UniPool: A Globally Shared Expert Pool for Mixture-of-Experts
UniPool은 기존 Mixture-of-Experts(MoE) 아키텍처의 각 층별 독립 전문가 집합 방식을 전역 공유 전문가 풀로 대체한 새로운 MoE 구조입니다. 이를 통해 전문가 파라미터가 층 깊이에 선형적으로 증가할 필요 없이, 공유 풀 내에서 효율적이고 안정적인 라우팅과 균형 잡힌 전문가 활용을 가능하게 합니다. LLaMA 기반 다양한 모델 크기에서 UniPool은 기존 MoE 대비 검증 손실과 혼란도를 일관되게 개선하며, 전문가 파라미터 예산을 줄이면서도 성능을 유지하거나 향상시켰습니다. 이 연구는 MoE의 깊이 확장과 전문가 파라미터 할당에 대한 새로운 설계 방향을 제시합니다.

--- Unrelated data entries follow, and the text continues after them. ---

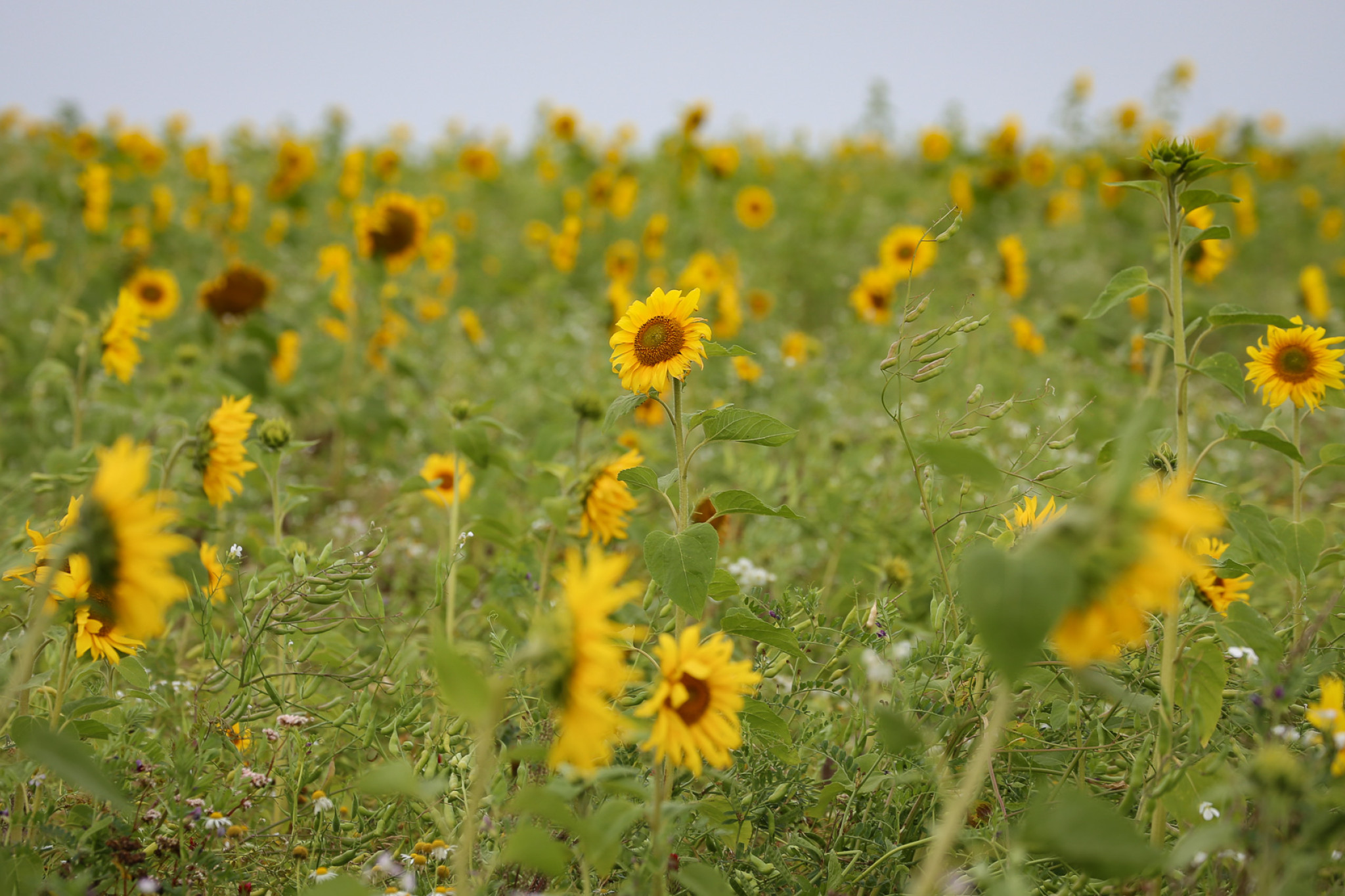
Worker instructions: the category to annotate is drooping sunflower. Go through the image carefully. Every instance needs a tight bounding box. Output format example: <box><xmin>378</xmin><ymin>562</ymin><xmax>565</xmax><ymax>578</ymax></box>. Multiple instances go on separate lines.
<box><xmin>878</xmin><ymin>224</ymin><xmax>939</xmax><ymax>281</ymax></box>
<box><xmin>196</xmin><ymin>395</ymin><xmax>257</xmax><ymax>507</ymax></box>
<box><xmin>1246</xmin><ymin>317</ymin><xmax>1345</xmax><ymax>411</ymax></box>
<box><xmin>127</xmin><ymin>267</ymin><xmax>180</xmax><ymax>321</ymax></box>
<box><xmin>200</xmin><ymin>261</ymin><xmax>272</xmax><ymax>320</ymax></box>
<box><xmin>580</xmin><ymin>452</ymin><xmax>644</xmax><ymax>544</ymax></box>
<box><xmin>70</xmin><ymin>435</ymin><xmax>192</xmax><ymax>650</ymax></box>
<box><xmin>355</xmin><ymin>192</ymin><xmax>429</xmax><ymax>271</ymax></box>
<box><xmin>102</xmin><ymin>289</ymin><xmax>149</xmax><ymax>383</ymax></box>
<box><xmin>733</xmin><ymin>186</ymin><xmax>775</xmax><ymax>230</ymax></box>
<box><xmin>548</xmin><ymin>547</ymin><xmax>642</xmax><ymax>771</ymax></box>
<box><xmin>609</xmin><ymin>289</ymin><xmax>710</xmax><ymax>393</ymax></box>
<box><xmin>635</xmin><ymin>625</ymin><xmax>761</xmax><ymax>777</ymax></box>
<box><xmin>421</xmin><ymin>454</ymin><xmax>475</xmax><ymax>507</ymax></box>
<box><xmin>1192</xmin><ymin>539</ymin><xmax>1252</xmax><ymax>615</ymax></box>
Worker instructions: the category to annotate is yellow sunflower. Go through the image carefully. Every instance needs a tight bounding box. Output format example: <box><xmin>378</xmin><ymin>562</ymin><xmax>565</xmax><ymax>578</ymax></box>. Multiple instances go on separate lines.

UniPool: A Globally Shared Expert Pool for Mixture-of-Experts
Modern Mixture-of-Experts (MoE) architectures allocate expert capacity through a rigid per-layer rule: each transformer layer owns a separate expert set. This convention couples depth scaling with linear expert-parameter growth and assumes that every layer needs isolated expert capacity. However, recent analyses and our routing probe challenge this allocation rule: replacing a deeper layer's learned top-k router with uniform random routing drops downstream accuracy by only 1.0-1.6 points across multiple production MoE models. Motivated by this redundancy, we propose UniPool, an MoE architecture that treats expert capacity as a global architectural budget by replacing per-layer expert ownership with a single shared pool accessed by independent per-layer routers. To enable stable and balanced training under sharing, we introduce a pool-level auxiliary loss that balances expert utilization across the entire pool, and adopt NormRouter to provide sparse and scale-stable routing into the shared expert pool. Across five LLaMA-architecture model scales (182M, 469M, 650M, 830M, and 978M parameters) trained on 30B tokens from the Pile, UniPool consistently improves validation loss and perplexity over the matched vanilla MoE baselines. Across these scales, UniPool reduces validation loss by up to 0.0386 relative to vanilla MoE. Beyond raw loss improvement, our results identify pool size as an explicit depth-scaling hyperparameter: reduced-pool UniPool variants using only 41.6%-66.7% of the vanilla expert-parameter budget match or outperform layer-wise MoE at the tested scales. This shows that, under a shared-pool design, expert parameters need not grow linearly with depth; they can grow sublinearly while remaining more efficient and effective than vanilla MoE. Further analysis shows that UniPool's benefits compose with finer-grained expert decomposition.